JoseAlanis's Blog

Blogpost: 12th week of GSoC (Aug 12 - Aug 18)

Published: 08/19/2019

The final week of Google Summer of Code is almost here. Time to make some final adjustments and wrap up the project.

What are the major achievements?

Goal of the GSoC project was to enhance the capabilities of MNE-Python in terms of fitting linear-regression models and the inference measures that these deliver. Of particular importance for the project was the estimation of group-level effects.

During the first part of the GSoC, I focused on implementing a series of examples for fitting linear models on single subject data in general.
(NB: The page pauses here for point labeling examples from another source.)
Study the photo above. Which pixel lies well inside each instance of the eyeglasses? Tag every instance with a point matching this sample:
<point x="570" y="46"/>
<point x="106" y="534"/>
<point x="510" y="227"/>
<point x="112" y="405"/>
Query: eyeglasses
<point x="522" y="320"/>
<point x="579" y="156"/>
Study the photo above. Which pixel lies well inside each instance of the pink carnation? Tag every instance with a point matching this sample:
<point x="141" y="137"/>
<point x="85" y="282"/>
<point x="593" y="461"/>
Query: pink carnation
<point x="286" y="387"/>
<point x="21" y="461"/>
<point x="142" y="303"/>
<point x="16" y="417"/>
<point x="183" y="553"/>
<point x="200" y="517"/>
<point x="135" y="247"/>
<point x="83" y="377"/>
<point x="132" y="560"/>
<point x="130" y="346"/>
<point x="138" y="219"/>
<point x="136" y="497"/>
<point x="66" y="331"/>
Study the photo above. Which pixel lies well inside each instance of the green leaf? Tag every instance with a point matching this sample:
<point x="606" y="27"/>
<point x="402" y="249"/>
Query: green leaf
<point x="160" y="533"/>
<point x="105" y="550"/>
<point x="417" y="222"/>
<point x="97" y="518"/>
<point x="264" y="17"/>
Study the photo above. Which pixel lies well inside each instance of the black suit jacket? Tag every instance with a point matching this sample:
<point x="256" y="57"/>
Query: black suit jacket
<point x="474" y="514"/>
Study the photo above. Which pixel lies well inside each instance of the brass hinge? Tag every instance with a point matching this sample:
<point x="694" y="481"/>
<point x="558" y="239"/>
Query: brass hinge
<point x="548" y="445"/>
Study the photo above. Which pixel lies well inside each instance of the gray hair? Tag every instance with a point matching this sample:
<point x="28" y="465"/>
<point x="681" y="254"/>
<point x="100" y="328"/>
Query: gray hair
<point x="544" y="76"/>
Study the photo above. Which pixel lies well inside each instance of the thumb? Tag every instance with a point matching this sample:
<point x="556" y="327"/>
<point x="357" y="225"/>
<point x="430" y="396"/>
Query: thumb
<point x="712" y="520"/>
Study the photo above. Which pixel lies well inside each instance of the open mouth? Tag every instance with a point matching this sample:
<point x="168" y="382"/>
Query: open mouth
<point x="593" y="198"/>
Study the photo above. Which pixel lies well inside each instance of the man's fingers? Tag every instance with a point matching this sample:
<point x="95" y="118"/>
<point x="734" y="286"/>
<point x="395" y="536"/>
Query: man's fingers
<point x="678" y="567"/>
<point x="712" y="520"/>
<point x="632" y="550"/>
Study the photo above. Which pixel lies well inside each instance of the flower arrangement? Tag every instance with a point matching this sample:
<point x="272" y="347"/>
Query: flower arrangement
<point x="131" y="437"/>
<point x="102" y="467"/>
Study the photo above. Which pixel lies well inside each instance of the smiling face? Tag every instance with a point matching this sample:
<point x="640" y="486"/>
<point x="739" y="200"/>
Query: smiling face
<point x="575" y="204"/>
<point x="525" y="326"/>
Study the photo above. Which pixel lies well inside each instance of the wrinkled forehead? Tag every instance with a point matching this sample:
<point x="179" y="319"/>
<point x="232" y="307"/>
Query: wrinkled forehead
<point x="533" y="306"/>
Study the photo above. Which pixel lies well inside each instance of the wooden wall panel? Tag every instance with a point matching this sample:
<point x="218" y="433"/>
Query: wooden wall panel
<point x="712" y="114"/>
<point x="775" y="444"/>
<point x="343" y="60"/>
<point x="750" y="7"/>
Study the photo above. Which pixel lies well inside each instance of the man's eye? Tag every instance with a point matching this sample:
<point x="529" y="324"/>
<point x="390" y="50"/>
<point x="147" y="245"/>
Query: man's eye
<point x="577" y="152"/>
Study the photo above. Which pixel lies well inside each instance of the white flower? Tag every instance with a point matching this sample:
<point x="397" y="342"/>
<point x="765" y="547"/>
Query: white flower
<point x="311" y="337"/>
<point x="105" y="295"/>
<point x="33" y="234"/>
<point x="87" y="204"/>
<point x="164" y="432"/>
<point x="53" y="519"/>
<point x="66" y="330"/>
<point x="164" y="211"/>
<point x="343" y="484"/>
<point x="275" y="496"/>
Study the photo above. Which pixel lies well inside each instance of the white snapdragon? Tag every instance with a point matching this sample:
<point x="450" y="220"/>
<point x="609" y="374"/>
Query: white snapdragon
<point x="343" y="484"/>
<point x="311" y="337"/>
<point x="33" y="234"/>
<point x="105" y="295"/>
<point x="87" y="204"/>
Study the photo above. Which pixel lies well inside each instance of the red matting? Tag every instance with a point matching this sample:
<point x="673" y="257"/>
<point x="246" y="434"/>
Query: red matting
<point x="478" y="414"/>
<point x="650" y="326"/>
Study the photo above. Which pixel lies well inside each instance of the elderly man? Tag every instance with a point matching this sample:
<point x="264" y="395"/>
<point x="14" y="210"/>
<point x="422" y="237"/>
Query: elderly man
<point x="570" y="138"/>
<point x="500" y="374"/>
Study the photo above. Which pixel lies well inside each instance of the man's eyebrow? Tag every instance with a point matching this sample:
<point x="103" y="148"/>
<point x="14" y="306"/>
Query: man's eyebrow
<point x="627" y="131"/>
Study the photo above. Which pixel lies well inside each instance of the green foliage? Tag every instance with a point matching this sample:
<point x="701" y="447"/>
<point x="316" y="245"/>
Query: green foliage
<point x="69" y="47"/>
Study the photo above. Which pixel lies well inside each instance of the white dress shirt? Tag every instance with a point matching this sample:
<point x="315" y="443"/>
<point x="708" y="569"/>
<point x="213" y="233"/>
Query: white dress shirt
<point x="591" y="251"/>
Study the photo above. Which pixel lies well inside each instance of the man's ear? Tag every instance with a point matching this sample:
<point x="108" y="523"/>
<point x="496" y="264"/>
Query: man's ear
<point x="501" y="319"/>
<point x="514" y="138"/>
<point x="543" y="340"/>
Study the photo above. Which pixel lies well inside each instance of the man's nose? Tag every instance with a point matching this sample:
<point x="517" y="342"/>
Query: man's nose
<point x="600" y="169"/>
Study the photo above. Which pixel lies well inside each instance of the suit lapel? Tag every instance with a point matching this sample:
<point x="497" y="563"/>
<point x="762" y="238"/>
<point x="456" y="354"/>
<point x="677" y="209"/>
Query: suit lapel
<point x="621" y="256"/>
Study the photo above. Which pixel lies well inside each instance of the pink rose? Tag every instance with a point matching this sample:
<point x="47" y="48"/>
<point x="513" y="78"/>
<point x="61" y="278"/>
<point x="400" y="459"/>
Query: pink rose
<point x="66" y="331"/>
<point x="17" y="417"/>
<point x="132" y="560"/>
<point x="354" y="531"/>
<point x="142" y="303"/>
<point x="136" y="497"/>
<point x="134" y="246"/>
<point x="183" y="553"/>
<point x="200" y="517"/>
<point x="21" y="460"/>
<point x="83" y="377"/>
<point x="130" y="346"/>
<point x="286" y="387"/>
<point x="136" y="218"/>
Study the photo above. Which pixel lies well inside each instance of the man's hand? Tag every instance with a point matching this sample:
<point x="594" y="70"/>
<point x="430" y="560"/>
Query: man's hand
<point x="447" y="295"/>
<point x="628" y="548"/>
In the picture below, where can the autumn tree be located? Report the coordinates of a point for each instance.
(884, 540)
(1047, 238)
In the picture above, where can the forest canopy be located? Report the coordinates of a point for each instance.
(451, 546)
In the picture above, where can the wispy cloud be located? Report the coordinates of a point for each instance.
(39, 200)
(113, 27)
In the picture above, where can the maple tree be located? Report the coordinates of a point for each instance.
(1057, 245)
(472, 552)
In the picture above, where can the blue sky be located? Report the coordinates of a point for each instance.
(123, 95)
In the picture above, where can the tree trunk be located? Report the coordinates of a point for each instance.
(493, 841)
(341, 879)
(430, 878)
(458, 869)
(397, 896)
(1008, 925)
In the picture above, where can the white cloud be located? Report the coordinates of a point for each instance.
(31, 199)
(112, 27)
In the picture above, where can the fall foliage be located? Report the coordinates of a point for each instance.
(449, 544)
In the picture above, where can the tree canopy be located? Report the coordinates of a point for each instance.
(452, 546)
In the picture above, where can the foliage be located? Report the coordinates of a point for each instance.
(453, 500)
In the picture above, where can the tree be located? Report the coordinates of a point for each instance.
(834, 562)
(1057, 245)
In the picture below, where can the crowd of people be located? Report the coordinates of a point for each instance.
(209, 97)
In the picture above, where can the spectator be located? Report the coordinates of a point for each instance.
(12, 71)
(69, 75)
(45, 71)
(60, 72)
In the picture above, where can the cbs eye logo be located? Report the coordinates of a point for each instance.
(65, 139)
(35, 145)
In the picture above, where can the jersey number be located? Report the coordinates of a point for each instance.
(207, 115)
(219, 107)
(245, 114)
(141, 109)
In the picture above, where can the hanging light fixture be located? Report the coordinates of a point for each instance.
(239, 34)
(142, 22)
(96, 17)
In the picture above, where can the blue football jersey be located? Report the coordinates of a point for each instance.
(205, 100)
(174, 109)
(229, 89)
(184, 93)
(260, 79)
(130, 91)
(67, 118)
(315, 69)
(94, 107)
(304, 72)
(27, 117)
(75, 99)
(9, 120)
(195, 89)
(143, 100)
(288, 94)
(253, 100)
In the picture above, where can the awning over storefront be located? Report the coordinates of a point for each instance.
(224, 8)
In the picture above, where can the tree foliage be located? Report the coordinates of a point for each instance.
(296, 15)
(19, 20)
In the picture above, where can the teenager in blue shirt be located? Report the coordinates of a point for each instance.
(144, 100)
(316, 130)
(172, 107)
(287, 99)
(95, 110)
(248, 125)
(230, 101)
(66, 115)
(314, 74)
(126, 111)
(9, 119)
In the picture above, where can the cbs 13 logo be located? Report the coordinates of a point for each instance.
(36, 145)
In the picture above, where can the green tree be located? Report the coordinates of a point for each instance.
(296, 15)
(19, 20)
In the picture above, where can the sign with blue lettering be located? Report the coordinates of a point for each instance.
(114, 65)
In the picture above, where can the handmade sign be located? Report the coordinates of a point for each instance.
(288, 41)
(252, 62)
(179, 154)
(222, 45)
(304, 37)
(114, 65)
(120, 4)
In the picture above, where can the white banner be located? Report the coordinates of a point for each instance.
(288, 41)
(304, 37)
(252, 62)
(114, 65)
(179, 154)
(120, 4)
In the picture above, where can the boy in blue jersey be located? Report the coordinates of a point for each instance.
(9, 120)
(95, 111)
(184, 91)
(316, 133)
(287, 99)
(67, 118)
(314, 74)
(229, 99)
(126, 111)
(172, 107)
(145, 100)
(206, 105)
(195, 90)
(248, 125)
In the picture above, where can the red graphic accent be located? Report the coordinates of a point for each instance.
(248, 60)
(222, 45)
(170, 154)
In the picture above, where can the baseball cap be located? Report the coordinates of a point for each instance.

This was meant to provide a perspective for future API-related questions, such as what kind of output should be delivered by a low-level linear regression in MNE-Python? Do we want to compute inference measures such as T- or P-values within this function? Or should the output be more simple (i.e., just the beta coefficients) in order to allow it to interface with 1) other, more specific functions (e.g., bootstrap) and 2) group-level analysis pipelines. Thus the first part of the GSoC provided a basis for testing and deriving considerations for group-level analysis techniques. Feel free to look at some of the examples on the GitHub site of the project the for more information on how to fit linear models to single subjects’ data.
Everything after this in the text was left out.